Co-inertia analysis: an alternative method for studying species–environment relationships
*Author to whom correspondence should be sent
- 1Methods used for the study of species–environment relationships can be grouped into: (i) simple indirect and direct gradient analysis and multivariate direct gradient analysis (e.g. canonical correspondence analysis), all of which search for non-symmetric patterns between environmental data sets and species data sets; and (ii) analysis of juxtaposed tables, canonical correlation analysis, and intertable ordination, which examine species–environment relationships by considering each data set equally. Different analytical techniques are appropriate for fulfilling different objectives.
- 2We propose a method, co-inertia analysis, that can synthesize various approaches encountered in the ecological literature. Co-inertia analysis is based on the mathematically coherent Euclidean model and can be universally reproduced (i.e. independently of software) because of its numerical stability. The method performs simultaneous analysis of two tables. The optimizing criterion in co-inertia analysis is that the resulting sample scores (environmental scores and faunistic scores) are the most covariant. Such analysis is particularly suitable for the simultaneous detection of faunistic and environmental features in studies of ecosystem structure.

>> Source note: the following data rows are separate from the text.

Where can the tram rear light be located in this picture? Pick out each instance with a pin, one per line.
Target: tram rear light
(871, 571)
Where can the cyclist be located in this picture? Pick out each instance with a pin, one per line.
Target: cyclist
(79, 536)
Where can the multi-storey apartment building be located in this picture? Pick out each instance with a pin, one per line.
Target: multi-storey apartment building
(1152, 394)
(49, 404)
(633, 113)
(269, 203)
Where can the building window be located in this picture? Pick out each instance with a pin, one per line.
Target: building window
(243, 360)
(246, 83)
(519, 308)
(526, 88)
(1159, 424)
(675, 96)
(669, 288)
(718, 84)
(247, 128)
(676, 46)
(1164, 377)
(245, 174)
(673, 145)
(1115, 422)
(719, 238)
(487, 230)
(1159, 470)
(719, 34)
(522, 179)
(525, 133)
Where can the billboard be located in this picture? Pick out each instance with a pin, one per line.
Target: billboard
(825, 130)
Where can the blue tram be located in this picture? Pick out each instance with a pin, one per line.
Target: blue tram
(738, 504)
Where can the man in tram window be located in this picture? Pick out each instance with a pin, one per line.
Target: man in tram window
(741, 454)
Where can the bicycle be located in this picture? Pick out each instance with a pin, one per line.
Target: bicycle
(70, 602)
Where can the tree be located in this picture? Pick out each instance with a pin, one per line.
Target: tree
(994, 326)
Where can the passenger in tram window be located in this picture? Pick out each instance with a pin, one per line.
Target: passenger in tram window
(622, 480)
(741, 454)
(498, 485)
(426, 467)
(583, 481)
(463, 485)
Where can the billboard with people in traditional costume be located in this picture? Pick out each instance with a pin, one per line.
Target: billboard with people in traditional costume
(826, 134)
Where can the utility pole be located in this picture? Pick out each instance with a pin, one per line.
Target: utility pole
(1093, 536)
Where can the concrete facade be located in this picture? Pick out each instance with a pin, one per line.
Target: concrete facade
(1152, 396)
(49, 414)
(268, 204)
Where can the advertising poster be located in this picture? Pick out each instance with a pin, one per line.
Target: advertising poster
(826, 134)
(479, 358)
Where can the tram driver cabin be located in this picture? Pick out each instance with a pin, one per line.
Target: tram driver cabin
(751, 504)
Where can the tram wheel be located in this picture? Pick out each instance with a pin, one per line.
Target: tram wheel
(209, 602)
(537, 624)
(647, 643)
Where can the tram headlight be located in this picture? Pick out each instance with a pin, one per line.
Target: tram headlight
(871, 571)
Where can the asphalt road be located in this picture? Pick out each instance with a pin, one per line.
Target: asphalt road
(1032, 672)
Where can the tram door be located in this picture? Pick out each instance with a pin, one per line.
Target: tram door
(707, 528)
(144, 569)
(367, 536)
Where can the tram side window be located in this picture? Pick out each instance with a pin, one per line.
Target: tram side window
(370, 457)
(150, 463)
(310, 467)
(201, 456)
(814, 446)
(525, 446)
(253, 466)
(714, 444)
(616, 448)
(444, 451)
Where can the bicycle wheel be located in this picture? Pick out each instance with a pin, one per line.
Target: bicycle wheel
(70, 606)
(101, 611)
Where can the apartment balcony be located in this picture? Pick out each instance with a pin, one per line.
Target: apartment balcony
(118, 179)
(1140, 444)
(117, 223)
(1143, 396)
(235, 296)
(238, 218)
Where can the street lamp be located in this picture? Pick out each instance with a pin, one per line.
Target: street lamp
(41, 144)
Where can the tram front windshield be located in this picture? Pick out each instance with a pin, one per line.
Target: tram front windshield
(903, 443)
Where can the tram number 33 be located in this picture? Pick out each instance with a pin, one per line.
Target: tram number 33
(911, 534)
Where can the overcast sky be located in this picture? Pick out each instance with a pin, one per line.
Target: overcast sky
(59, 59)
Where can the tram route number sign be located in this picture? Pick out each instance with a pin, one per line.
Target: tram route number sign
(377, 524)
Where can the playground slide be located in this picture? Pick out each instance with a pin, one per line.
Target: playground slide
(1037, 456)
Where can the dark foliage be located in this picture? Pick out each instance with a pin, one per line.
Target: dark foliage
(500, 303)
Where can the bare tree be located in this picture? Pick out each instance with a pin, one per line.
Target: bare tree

- 3The method was demonstrated using faunistic and environmental data from Friday (Freshwater Biology 18, 87-104, 1987). In this example, non-symmetric analyses is inappropriate because of the large number of variables (species and environmental variables) compared with the small number of samples.
- 4Co-inertia analysis is an extension of the analysis of cross tables previously attempted by others. It serves as a general method to relate any kinds of data set, using any kinds of standard analysis (e.g. principal components analysis, correspondence analysis, multiple correspondence analysis) or between-class and within-class analyses.